Gravatar AMEN AMEN!!!!

Great piece. Rocketsbrain's for several years has maintained Saddam's WMD went to Syria.

I also agree with your assessment why this info is being held back. You would think the LL and the MSM would be all over this but again they're too flamed out on the meme, "Bush lied, People died."

I too believe this is a diplomatic trump card being held close to the vest in a game of Texas hold'em pocker re the Iranian situation.

I've posted some of key passages of Gen. Sada's book on my site. I'm a law enforcement investigator with over 30 yrs exp and I can generally spot a "con." My gut feeling is that Gen. Sada is telling the truth of what he knows. Gen. Sada is a true Iraqi patriot genuinely concerned for the new Iraq and the Iraqi people.

Read more at:

www.rocketsbrain.com

RBT


Gravatar I've gotten to know Sada fairly well and he's the real deal. He's risking way too much to be doing this for money or fame.

KM is exactly on point in saying that Bush doesn't want to embarrass Russia and Putin, who are up to their elbows as accomplices. (France and Germany are dirty too.)

But I think it's even more dangerous to leave WMDs in Syria.


Gravatar Barnett's article is... interesting.

One of the chief problems of State is how to manage succession. The US system has certainly been effective, maintaining what is clearly the oldest major government on the face of the planet (excluding some random ancient autonomous city-state like "Lichtensteinistan" or "San Andorra" or whatever).

Yes, we are a "young" nation but our government is the oldest one around. All other major governments have gone through a major restructuring at best (UK from Pure Monarchy to a Parliamentary one with a Figurehead being the mildest), usually by the force of armed revolution.

And the fact of its effectiveness is in the 2000 elections -- a defacto Constitutional Crisis occurred, with the successor signal being swamped by the noise on the line.
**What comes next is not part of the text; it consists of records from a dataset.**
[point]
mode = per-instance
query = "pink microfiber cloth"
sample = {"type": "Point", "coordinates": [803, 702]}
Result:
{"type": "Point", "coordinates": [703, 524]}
Despite this, instead of resorting to arms we resorted to legal maneuvers to resolve the problem, because the parties in question, among other things, knew the people would not accept a succession-by-force.

I say this because I think that Democracy, for all its flaws, does represent an incredibly stable system -- since it gives the people a vested interest in the leaders (perceived-only or real, it is there), it puts a strong pressure on the succession to be by rule of law rather than via force of arms.

Whether this new Russian government-by-corporate elite will work is going to make for an interesting future for the Russians.